Zola, La Conquëte de Plasaans (1874)


After two Rougon-Macquart novels set in Paris, Zola returns us to his native Provence in La Conquëte de Plasaans, the fourth in the series। Unlike in Paris, the revolution of the modern, in industry, finance, morality, and daily life, has hardly reached Plassans (the fictionalized Aix-en-Provence).

And the clergy, which is definitely out of favor in Paris, has real political power in Provence. In La Fortune des Rougon, the Church kept a low profile, preferring to operate through proxies, at one remove. But fully pragmatic, it makes it peace with the new Bonapartist order and tries to re-establish its influence.

But in parallel with the politics is the destruction of two members of the Rougon-Macquart clan – François Mouret, a semi-retired businessman and Marthe, his cousin and wife (She’s the daughter of Pierre and Felicité Rougon, the protagonists of the first book in the series.) We see them as a relatively happy if eccentric household, along with their three children. Then they lease a few rooms to the down-at-the-heels Abbé Faujas and his mother. We see the Abbé worming his way into the comforts of the house until he becomes the master. At the same time, he rises in clerical hierarchy, supported by outside political powers, until he becomes the de facto leader of the local church.

In the meanwhile, Marthe becomes a religious fanatic, mutilating herself, neglecting her children, giving away much of the family property to the church. She dies eventually. Mouret goes gradually insane, is carted off to an asylum, and returns at night to, in a totally unexpected stroke of energy, burns down this own house with the abbé and his loathsome family.

Notes:

1. As with most Zola novels, the women hold the real power. It is the women, starting with Marthe, that the Abbé brings over to his side.
Si l’abbé avait conquis les femmes et les enfants, il restait sur un pied de simple politesse avec les pères et les maris. Les personnages graves continuaient à se méfier de lui, en le voyant rester à l’écart de tout groupe politique.

If the abbé had conquered the women and children, he remained on terms of mere politeness with the fathers and husbands. The serious characters continued to mistrust him, seeing him keeping a distance from any political group.
In the end, a Greek chorus-like group of wives of the important men in the town of all parties (Republican, Orleanist, Bonapartist, Bourbonist) overcome the reluctance of their husbands to support the abbé.
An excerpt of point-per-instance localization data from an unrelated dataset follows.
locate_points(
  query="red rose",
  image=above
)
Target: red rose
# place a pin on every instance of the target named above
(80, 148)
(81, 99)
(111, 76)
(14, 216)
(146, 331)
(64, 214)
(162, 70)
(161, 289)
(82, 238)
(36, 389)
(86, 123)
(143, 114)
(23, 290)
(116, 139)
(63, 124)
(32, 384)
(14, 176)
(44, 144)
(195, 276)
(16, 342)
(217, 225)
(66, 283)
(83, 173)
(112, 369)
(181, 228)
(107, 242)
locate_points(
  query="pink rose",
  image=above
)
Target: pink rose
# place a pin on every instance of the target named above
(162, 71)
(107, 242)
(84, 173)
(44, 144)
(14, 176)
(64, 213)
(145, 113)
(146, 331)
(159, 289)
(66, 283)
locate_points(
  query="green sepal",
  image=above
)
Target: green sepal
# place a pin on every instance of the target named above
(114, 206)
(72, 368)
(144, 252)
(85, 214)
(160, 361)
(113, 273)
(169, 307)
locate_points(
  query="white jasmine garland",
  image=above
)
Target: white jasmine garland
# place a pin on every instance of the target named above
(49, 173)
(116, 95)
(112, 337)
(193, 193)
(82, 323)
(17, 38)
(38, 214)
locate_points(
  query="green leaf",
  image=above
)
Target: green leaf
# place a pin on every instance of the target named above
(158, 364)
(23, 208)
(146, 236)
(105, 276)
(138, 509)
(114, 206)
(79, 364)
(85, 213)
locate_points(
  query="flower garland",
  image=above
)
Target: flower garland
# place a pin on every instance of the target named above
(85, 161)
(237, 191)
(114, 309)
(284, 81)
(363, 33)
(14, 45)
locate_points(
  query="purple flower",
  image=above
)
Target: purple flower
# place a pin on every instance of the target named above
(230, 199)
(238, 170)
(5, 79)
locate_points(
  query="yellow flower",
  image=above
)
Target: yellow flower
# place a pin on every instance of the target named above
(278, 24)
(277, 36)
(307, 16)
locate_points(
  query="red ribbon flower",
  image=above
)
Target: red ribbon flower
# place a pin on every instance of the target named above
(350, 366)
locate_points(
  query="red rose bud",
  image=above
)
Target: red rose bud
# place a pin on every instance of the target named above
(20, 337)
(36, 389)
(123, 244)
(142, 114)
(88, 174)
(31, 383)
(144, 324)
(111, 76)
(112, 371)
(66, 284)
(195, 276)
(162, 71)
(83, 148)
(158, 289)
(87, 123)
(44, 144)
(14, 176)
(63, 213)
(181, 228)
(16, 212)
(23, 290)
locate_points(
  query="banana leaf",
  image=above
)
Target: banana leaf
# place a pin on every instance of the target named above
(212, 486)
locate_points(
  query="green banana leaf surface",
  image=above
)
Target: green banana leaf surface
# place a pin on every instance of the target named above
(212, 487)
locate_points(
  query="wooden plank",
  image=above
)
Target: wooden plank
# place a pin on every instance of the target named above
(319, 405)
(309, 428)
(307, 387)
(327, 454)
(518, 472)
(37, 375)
The husbands, though full of self-importance are easily led by their wives.

2. Abbé Faujas is an interesting villain. His own obvious vices are pretty minor: gluttony and pride. His holiness seems pretty hollow, and he is quite unable to rein in the real, crazed piety that he sets in motion in Marthe. His unwillingness to intervene as she destroys herself and her family is one example of his deep indifference to others, his own solipsism, all cloaked under pretend meekness. He also is virtually indifferent to the depredations of his parasitic sister and brother-in-laws, who rob the Mouret household, slowly take it over, and hold wild parties. The brother-in-law is set up, due to the Abbé’s influence, at a sinecure where he has opportunity to seduce unprotected girls, and the scandal is hushed up, thanks the power of the Abbé.
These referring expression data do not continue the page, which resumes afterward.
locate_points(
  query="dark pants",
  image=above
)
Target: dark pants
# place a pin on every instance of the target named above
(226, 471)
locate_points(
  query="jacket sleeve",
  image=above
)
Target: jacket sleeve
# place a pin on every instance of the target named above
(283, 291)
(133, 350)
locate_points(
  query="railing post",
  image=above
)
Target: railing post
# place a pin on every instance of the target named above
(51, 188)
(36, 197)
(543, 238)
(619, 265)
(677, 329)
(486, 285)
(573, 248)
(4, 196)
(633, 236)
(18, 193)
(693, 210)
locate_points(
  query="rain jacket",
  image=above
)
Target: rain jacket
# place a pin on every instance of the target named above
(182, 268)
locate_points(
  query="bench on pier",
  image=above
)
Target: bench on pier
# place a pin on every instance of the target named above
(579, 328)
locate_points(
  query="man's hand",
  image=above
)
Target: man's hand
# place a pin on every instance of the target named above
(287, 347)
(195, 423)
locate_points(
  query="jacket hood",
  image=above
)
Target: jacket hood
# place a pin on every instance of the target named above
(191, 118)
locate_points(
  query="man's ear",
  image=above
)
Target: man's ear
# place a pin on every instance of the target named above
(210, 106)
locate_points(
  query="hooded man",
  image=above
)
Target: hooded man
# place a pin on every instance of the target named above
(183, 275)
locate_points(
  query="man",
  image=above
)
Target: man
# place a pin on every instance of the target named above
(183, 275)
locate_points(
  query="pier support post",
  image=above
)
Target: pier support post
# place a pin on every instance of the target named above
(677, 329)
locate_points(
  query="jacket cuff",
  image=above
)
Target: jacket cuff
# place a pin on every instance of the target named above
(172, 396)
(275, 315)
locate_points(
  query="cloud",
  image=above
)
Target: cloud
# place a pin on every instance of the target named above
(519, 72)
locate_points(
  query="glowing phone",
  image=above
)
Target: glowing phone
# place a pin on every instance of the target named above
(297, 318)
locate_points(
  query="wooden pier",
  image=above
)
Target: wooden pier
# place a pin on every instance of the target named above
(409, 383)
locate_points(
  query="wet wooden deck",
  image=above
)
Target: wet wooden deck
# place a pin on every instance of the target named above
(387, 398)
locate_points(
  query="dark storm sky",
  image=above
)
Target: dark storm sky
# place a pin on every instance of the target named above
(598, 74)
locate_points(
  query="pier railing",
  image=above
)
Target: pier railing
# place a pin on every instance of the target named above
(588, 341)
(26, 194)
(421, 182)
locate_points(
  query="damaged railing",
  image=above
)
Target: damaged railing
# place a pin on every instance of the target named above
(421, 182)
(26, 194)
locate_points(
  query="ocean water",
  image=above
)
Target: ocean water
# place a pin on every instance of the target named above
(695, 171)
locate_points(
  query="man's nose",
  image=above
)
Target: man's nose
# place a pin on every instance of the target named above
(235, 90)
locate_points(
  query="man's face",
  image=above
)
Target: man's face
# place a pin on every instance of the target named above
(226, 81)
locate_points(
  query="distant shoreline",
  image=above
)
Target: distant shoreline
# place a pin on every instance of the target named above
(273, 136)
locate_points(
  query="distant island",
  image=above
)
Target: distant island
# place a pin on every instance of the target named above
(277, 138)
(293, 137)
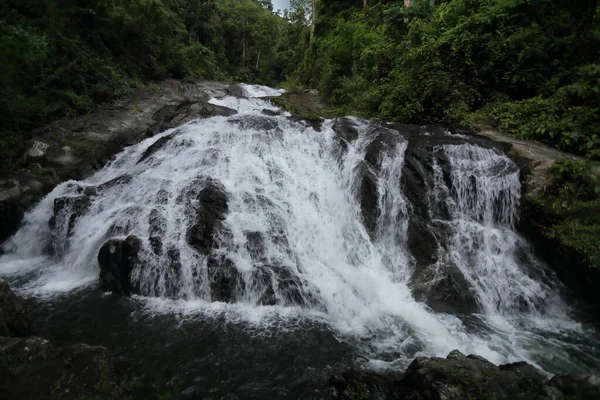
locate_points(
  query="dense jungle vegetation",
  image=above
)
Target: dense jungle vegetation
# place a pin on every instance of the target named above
(530, 68)
(65, 57)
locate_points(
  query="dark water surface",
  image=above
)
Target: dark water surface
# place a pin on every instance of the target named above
(220, 359)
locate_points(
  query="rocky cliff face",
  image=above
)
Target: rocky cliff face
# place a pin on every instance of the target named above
(76, 147)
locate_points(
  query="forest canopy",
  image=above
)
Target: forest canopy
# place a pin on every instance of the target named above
(65, 57)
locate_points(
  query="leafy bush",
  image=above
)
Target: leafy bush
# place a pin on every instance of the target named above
(531, 67)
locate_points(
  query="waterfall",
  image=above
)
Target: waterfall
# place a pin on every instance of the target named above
(291, 236)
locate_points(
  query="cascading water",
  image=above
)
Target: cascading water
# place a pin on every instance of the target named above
(291, 241)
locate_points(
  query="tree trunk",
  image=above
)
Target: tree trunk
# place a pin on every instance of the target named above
(243, 42)
(314, 19)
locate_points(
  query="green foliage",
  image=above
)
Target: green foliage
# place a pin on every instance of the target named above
(62, 58)
(530, 67)
(572, 208)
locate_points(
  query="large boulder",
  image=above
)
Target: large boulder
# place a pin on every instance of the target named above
(117, 258)
(459, 377)
(445, 289)
(14, 318)
(211, 212)
(67, 210)
(33, 368)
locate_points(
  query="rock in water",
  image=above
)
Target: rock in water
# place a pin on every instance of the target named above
(211, 213)
(14, 318)
(117, 258)
(459, 377)
(32, 368)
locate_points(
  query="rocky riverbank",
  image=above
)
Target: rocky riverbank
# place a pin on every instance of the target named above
(33, 368)
(76, 147)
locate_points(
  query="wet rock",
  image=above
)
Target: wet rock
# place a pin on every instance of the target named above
(14, 318)
(276, 284)
(346, 129)
(203, 109)
(36, 150)
(261, 283)
(117, 258)
(271, 113)
(256, 122)
(369, 200)
(119, 180)
(154, 147)
(74, 148)
(236, 91)
(157, 222)
(255, 244)
(574, 386)
(156, 245)
(67, 210)
(445, 291)
(212, 210)
(365, 385)
(459, 377)
(225, 279)
(33, 368)
(421, 241)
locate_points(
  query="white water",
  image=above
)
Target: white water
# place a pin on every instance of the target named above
(286, 184)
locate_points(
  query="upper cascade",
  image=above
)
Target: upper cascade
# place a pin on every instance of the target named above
(401, 238)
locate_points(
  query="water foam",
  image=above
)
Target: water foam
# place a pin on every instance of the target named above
(284, 181)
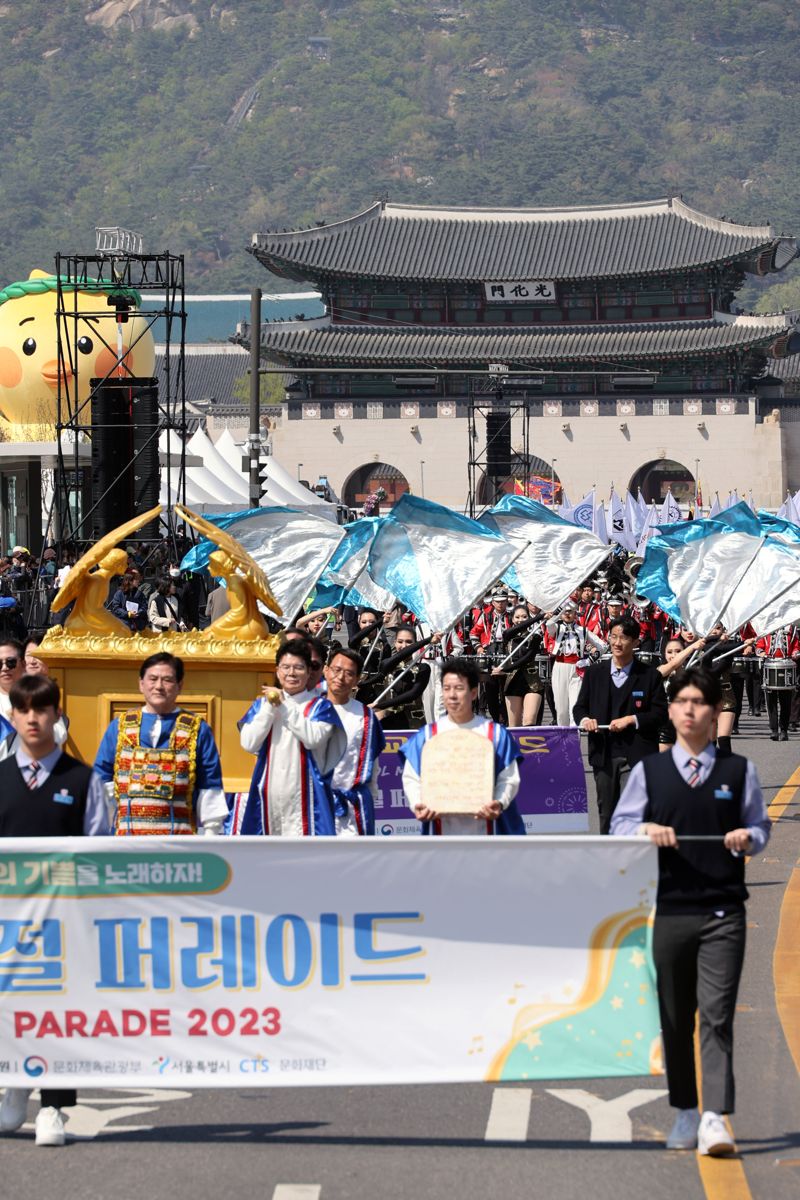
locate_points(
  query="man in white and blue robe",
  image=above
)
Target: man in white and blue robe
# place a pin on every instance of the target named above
(298, 738)
(459, 685)
(355, 775)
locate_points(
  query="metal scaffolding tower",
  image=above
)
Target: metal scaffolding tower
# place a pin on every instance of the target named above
(115, 273)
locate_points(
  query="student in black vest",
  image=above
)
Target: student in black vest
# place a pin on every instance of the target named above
(698, 936)
(629, 697)
(44, 793)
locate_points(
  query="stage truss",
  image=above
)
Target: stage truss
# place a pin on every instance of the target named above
(160, 281)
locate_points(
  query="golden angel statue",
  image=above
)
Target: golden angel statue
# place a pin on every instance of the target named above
(89, 588)
(246, 583)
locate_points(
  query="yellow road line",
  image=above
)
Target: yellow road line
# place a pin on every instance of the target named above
(785, 796)
(723, 1179)
(786, 959)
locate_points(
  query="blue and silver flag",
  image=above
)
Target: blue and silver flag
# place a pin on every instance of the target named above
(437, 562)
(555, 557)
3. In the end Marthe’s attraction to religion is tied in with an absolute passion for the Abbé, for whom she declared her love, he wish to be his servant. She turns against her husband and neglects her children, and bankrupts her household.
je vous aime, et vous le savez, n’est-ce pas ? …. je sentais bien que vous deviniez mon cœur. J’étais satisfaite, j’espérais que nous pourrions être heureux un jour, dans une union toute divine

I love you, and you know it, don’t you? .... I felt that you guessed my heart. I was satisfied, I was hoping we could be happy one day, in a union totally divine.
When the Abbé, disgusted and होर्रिफ़िएद, hears her avowal, he rejects her cruelly. She takes to her bed and gets progressively sicker and soon dies.

4. When Fréjus arrives in Plassans, he is poorly groomed, wearing threadbare clothes, unwashed – for all of which he is mocked in the town. As he gains power, he dresses himself in rich new clothes, takes some care of his person. Then, when he ascends to power, he lets himself go again.
Plassans, en effet, dut le prendre mal peigné. ,,,La ville fut positivement terrifiée, en voyant le maître qu’elle s’était donné grandir ainsi démesurément, avec la défroque immonde, l’odeur forte, le poil roussi d’un diable. La peur sourde des femmes affermit encore son pouvoir.

Plassans, indeed, had to take him unkempt. , The city was positively terrified when they saw that the master they had given themselves had grow so out of proportion, with his foul ragged clothes, strong smell, the reddish hair of a devil. The secret fear of women maintained his power.

I find this reversal and the contempt it expresses a surprising yet believable result of power, an indication of Zola’s mastery – of observation, of narration, and originality –that makes even this lesser work so rich.